Optimization barriers suitable for cryptographic use

The current wording forbids cryptographic use, even in cases where it is probably the best choice for getting the codegen we want, when we are manually inspecting the output.

There seems to be some confusion where compiler authors are interpreting "not forbidden for cryptographic use" as "provides guarantees for cryptographic use".

I'm not asking for guarantees. I'm asking for the documentation to not forbid use in cryptographic code.

I want the connotation to be "you are on your own and solely responsible for using this correctly" as opposed to "never, ever, ever use this for cryptography".

I would appreciate if you could incorporate some nuance in your wording.

There's a distinction between "the current wording could be misinterpreted" vs. "the current wording actually forbids".

I have made the case that it is only the former and have not heard any refutation.

1 Like

It says "This immediately precludes any direct use of this function for cryptographic or security purposes".

That sure sounds like it forbids cryptographic use to me.

3 Likes

"precludes use for purposes" != "precludes use"

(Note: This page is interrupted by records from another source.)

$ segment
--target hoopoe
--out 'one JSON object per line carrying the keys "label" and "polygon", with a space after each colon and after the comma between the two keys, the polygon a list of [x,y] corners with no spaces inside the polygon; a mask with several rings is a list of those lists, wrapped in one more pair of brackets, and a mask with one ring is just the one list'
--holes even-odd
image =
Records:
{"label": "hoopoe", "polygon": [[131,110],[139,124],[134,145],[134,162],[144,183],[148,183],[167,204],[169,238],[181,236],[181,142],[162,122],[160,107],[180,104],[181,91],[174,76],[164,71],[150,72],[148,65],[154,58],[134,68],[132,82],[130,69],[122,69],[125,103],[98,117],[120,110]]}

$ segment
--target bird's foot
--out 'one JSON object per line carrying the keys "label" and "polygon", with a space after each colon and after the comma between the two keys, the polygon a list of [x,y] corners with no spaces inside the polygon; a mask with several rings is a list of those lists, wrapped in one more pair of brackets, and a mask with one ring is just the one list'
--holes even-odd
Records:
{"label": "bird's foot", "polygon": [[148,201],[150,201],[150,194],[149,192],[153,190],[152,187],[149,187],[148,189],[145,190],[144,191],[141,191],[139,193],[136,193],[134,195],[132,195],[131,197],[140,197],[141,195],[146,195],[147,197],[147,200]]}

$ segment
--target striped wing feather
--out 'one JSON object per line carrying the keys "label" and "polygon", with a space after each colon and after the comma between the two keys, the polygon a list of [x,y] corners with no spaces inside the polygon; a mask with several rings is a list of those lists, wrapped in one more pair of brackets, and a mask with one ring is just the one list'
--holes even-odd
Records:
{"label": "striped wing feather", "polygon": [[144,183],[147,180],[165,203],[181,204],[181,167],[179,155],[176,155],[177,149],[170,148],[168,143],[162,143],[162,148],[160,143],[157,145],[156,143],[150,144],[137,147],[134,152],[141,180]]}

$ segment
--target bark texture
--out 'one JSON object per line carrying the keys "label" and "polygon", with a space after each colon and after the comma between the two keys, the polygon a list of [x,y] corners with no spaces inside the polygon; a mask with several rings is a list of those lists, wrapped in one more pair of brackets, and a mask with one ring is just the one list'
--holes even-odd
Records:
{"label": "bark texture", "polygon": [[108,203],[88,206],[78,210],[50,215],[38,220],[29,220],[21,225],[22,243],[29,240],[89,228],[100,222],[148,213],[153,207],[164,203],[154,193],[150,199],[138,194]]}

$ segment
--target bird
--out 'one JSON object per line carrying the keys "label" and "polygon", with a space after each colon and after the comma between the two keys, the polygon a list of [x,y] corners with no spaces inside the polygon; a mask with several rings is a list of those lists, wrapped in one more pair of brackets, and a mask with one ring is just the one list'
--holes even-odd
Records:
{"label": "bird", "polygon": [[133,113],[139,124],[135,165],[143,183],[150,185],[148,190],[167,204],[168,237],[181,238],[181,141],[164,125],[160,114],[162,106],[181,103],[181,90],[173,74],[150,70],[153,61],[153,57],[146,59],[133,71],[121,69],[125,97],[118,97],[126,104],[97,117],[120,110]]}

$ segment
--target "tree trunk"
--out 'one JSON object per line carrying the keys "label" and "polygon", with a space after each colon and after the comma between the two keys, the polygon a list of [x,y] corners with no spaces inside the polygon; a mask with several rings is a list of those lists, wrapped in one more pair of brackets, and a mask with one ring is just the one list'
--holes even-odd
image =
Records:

All the words in a sentence matter, not just the most salient ones. It just means you cannot use it achieve some security purpose. You can still use it, it just won't have any effect or at worst even a negative effect towards achieving that purpose.

For example if we implement blackbox as

fn black_box(val: u64) -> u64 {
   static ESCAPED: AtomicU64 = AtomicU64::new(0);
   // extremely unlikely, easy to branch-predict, so doesn't impact benchmarks much
   if val.rotate_left(23).wrapping_mul(0x121a8b7c677d0175) % 0xfe040f2bb4f27e3c == 0 {
      // not a great barrier, but at least forces the compiler to materialize the intermediate result of a computation
      // best we can do on this platform
      ESCAPED.store(val, Relaxed);
   }
   val
}

which might be better than nothing for benchmarking but it would be very much unfit for cryptographic use.

And this is still allowed with the wording on nightly.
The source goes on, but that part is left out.